Methods: No-carrier-added MIBG was compared with ca MIBG of two different manufacturers (ca MIBG-1 and ca MIBG-2, with a specific activity of 200 Mq/mumol and 40 MBq/mumol MIBG respectively) in rats (n=6 per group): controls, blocking uptake-1 (desipramine) and blocking uptake-2 (phenoxybenzamine hydrochloride). Dedicated pinhole SPECT was performed 2 h after injection of the radiotracer. After SPECT, biodistribution was assessed [% injected dose per gram tissue (%ID)].

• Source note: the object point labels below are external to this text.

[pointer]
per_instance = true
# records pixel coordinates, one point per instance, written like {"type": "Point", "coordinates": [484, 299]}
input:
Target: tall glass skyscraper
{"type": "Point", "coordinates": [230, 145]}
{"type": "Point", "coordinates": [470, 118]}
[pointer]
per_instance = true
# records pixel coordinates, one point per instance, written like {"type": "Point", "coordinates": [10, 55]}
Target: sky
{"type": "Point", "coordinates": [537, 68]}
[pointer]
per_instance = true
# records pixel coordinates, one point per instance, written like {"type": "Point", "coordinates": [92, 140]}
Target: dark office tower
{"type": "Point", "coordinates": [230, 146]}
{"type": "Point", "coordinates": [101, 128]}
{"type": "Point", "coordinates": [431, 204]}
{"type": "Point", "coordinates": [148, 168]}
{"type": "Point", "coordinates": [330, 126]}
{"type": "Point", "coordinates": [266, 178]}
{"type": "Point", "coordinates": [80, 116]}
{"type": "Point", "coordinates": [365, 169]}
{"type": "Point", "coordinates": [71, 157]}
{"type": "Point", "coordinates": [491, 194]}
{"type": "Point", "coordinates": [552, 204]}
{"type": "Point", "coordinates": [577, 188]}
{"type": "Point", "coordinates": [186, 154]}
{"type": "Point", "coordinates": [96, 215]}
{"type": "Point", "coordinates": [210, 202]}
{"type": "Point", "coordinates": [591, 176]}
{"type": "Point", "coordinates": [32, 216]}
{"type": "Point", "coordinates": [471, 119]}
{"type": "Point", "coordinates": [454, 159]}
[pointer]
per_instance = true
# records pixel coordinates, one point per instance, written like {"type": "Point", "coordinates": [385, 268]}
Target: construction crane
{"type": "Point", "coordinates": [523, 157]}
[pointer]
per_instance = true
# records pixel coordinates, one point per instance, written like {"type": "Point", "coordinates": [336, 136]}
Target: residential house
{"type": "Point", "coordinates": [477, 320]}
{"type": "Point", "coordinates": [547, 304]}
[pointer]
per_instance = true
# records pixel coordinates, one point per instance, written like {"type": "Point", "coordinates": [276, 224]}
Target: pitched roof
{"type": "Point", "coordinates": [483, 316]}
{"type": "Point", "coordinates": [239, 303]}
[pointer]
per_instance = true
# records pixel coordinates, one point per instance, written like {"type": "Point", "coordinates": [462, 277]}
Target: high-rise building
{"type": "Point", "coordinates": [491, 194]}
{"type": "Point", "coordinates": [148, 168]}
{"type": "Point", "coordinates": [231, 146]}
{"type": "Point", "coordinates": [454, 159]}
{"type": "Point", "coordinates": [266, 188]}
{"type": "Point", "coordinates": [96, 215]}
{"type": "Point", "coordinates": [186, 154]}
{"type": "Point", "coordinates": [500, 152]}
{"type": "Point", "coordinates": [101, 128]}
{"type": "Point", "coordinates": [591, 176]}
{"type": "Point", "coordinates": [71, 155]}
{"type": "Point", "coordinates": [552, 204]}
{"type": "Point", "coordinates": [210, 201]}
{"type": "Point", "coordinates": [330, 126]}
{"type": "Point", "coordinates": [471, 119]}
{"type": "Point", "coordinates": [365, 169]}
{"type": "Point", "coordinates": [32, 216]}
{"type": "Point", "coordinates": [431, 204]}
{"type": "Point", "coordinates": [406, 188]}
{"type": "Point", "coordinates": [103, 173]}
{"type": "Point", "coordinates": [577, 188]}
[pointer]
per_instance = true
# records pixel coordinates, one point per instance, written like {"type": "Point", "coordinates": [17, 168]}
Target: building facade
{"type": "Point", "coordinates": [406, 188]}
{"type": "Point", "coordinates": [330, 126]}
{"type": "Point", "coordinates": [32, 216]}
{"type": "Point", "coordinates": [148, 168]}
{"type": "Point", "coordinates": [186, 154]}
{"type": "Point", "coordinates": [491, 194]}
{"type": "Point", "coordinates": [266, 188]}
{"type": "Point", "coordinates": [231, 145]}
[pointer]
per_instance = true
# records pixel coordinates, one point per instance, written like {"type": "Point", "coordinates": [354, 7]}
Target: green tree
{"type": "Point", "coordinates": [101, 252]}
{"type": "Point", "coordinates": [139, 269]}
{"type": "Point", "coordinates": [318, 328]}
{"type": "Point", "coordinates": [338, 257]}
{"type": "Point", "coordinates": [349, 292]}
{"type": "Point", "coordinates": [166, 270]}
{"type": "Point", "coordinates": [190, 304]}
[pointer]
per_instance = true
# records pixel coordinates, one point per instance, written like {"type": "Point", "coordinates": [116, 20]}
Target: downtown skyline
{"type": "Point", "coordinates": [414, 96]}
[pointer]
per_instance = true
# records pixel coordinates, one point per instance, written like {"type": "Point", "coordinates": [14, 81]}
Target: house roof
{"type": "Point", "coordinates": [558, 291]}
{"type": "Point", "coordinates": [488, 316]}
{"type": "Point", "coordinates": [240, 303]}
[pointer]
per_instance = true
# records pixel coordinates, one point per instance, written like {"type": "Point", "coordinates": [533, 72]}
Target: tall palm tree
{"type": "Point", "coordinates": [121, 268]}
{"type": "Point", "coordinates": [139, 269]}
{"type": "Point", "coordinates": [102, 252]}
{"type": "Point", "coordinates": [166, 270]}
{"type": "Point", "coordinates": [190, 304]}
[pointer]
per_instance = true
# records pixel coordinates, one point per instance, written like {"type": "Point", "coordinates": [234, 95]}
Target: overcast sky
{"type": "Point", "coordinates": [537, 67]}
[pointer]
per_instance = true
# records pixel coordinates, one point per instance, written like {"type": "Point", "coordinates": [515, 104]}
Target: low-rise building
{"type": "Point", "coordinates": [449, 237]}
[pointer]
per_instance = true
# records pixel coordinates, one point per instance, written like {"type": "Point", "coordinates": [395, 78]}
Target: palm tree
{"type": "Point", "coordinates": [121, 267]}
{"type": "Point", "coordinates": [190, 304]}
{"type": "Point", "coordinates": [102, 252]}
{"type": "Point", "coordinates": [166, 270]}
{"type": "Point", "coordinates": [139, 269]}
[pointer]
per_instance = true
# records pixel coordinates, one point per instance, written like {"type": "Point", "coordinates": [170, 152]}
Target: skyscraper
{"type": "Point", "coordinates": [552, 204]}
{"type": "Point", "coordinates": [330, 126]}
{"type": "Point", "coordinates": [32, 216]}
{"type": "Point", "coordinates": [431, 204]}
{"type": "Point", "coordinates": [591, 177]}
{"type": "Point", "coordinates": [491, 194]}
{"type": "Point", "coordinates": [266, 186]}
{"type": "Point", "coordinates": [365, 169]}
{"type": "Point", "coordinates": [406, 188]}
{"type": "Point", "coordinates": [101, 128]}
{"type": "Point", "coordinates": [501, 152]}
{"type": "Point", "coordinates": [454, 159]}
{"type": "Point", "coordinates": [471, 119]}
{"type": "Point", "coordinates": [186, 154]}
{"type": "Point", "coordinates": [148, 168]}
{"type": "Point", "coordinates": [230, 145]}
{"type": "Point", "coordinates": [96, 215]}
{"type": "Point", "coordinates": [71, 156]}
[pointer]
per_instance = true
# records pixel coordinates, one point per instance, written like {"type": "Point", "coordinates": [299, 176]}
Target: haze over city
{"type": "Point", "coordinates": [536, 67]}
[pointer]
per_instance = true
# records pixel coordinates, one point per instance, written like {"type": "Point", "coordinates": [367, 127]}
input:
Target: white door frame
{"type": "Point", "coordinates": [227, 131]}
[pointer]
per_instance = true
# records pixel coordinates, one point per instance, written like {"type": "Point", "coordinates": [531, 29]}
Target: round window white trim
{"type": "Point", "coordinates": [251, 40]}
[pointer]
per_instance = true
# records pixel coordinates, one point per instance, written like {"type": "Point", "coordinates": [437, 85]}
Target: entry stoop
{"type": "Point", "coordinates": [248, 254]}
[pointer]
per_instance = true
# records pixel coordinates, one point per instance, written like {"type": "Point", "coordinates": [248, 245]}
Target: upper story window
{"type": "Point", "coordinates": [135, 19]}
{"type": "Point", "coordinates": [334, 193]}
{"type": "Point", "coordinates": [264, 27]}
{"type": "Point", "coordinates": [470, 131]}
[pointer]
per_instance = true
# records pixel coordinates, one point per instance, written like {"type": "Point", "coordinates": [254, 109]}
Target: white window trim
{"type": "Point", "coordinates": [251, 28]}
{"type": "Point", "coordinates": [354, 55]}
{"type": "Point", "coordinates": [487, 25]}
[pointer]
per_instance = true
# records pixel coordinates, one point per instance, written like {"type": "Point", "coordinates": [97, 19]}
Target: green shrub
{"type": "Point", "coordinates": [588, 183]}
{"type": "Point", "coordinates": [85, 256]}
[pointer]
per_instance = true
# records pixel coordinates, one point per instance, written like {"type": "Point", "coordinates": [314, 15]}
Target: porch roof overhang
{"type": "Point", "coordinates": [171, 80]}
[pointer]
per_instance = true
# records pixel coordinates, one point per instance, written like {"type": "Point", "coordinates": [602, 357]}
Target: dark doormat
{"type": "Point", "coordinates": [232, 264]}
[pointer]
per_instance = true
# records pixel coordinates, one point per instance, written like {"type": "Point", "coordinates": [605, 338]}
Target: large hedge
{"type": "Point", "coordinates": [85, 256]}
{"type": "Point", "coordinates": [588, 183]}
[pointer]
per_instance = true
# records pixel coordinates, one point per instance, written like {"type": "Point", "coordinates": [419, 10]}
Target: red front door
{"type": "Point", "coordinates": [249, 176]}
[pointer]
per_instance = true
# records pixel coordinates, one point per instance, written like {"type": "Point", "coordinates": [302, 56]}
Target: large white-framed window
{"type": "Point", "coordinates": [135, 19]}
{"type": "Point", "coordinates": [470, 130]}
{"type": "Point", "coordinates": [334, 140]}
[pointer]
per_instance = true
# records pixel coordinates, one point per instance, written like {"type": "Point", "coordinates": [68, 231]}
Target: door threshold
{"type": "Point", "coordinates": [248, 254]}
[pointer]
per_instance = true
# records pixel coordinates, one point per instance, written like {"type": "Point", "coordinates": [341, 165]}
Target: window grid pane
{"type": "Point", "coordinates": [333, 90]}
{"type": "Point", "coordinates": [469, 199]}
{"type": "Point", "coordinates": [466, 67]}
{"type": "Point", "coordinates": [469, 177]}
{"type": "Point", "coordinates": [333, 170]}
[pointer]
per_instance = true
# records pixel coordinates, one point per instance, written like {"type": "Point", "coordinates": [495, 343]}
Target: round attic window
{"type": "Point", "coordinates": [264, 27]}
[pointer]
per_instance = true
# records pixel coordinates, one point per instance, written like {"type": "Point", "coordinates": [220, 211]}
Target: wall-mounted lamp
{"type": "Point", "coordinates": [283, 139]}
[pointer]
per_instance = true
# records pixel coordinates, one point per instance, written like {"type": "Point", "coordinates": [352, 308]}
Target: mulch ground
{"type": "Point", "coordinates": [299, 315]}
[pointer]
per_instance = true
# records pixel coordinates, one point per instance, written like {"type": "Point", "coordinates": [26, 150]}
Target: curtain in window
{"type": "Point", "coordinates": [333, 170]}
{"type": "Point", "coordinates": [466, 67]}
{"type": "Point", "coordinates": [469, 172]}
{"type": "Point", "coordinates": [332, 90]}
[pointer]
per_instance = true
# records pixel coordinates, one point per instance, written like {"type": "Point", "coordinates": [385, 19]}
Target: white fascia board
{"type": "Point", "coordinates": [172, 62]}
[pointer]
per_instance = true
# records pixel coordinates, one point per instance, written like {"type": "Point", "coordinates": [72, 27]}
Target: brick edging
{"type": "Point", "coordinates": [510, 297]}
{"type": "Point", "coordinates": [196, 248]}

Results: No-carrier-added MIBG had the highest absolute cardiac uptake. Although a clear trend was observed, nca MIBG was not statistically significantly different from ca MIBG-1 (0.31+/-0.05 %ID vs 0.25+/-0.01 %ID,p=0.05). Blocking uptake-1 resulted in a significant decrease in absolute cardiac uptake only for nca MIBG (0.22+/-0.03 %ID,p=0.004). Blocking uptake-2 resulted in a significant reduction in ca MIBG-1 cardiac uptake (0.14+/-0.02 %ID,p=0.0001), but not in the cardiac uptake of nca MIBG or MIBG-2. SPECT showed the highest relative cardiac uptake for nca MIBG. Poor contrast between myocardium and surrounding tissue hampered assessment of relative cardiac uptake on SPECT of both ca MIBG-1 and ca MIBG-2.
Conclusion: No-carrier-added MIBG yields a higher myocardial uptake than ca MIBG and is associated with a higher specific as well as a lower non-neuronal uptake. We therefore conclude that for the scintigraphic assessment of the myocardial sympathetic nervous system, nca MIBG is to be preferred over ca MIBG.